BEIJING--Chinese growth failed to accelerate in the second quarter despite government stimulus measures, an AFP survey predicts, with the world's second-largest economy forecast to record its worst annual performance in 24 years.

China's gross domestic product (GDP) expanded 7.4 percent in the three months to June from the same period last year, according to the median forecast in AFP's survey of 17 economists.

The National Bureau of Statistics is scheduled to release the GDP data on Wednesday.

Growth of 7.4 percent would match the result for the January-March period, which was a slowdown from October-December's 7.7 percent and the worst since another 7.4-percent expansion in the third quarter of 2012.

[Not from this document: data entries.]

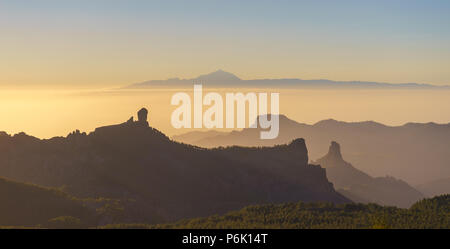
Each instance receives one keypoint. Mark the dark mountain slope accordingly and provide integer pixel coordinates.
(414, 152)
(159, 179)
(360, 187)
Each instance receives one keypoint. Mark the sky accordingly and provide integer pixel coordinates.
(99, 43)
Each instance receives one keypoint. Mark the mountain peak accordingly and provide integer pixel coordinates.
(218, 75)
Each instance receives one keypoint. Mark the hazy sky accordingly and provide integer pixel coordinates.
(105, 42)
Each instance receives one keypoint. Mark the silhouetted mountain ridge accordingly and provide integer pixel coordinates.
(161, 180)
(414, 152)
(221, 78)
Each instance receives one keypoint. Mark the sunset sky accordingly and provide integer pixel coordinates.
(97, 43)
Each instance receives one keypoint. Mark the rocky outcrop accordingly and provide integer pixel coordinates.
(360, 187)
(164, 179)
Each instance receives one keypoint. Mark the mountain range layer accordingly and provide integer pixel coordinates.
(414, 152)
(159, 180)
(222, 79)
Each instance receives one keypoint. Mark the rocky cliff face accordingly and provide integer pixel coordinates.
(360, 187)
(161, 180)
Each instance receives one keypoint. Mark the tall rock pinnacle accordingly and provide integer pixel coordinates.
(142, 117)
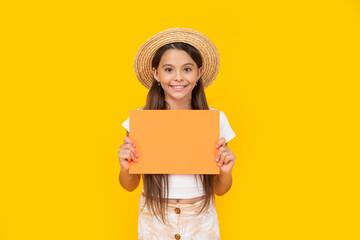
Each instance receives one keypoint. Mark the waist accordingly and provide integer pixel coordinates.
(183, 201)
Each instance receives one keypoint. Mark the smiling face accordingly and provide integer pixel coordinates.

Beijing introduced a series of policies in April in response to concerns over slowing growth, including tax breaks for small enterprises, targeted infrastructure spending and the encouragement of lending in rural areas and to small companies.

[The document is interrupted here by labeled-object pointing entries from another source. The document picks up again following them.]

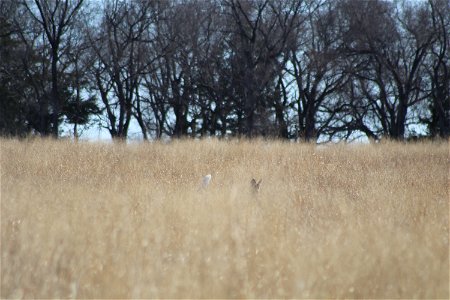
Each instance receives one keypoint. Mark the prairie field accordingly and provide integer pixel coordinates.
(114, 220)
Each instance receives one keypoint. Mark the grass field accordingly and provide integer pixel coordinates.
(86, 220)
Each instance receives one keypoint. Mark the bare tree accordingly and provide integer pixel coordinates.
(55, 17)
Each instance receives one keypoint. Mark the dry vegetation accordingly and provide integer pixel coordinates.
(127, 221)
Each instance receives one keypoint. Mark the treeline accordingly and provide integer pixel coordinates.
(303, 69)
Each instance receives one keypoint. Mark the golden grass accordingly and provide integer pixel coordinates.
(84, 220)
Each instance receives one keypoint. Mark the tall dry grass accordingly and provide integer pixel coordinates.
(88, 220)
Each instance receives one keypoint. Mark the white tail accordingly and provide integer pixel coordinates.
(205, 181)
(255, 185)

Recent indicators — including growth in exports, retail sales and improvements in private and official manufacturing surveys — have helped allay worries over a possible destabilizing drop-off in expansion.

"We've seen the introduction of some proactive fiscal policies and signs of targeted easing in monetary policy," Liu Li-gang, Hong Kong based economist with ANZ Bank, told AFP.

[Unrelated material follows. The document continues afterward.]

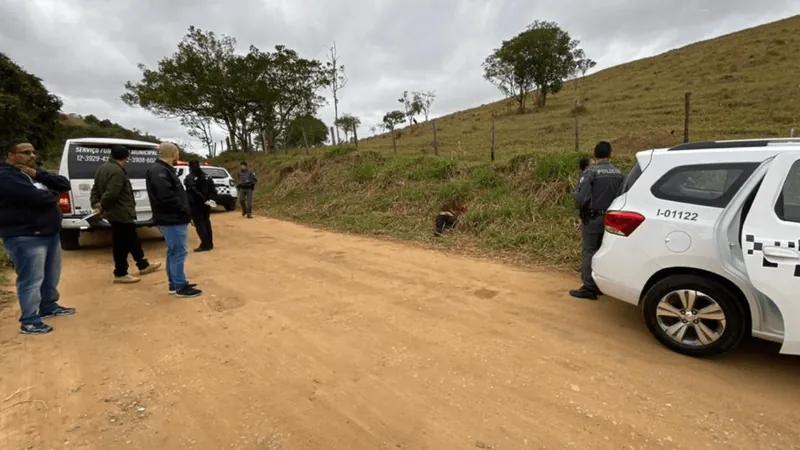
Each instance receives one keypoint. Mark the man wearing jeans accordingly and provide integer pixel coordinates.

But he added: "Whether these mini-stimulus policies can be effective will depend on whether China will further relax its monetary policy."

Economists use the term "mini-stimulus" to highlight differences with the massive pump-priming that took place in the aftermath of the 2008-2009 global financial crisis, measures authorities say they are not contemplating now.

China's economy grew 7.7 percent in 2013, the same as 2012, which was the worst pace since 7.6 percent in 1999.

For full-year 2014, the median forecast in the AFP survey is for an expansion of 7.3 percent — down from 7.4 percent in the last quarterly poll three months ago.

If realized, 7.3-percent growth would be the weakest annual performance since the 3.8 percent of 1990 — the year after the Tiananmen Square crackdown.

China in March set its annual growth target for this year at about 7.5 percent, the same as last year.

The objective is usually set conservatively so as to ensure being met. The last time China missed the target was in 1998 during the turmoil of the Asian financial crisis.

Officials including Premier Li Keqiang earlier this year emphasized that the goal was flexible — widely seen as a hint it may not be realized.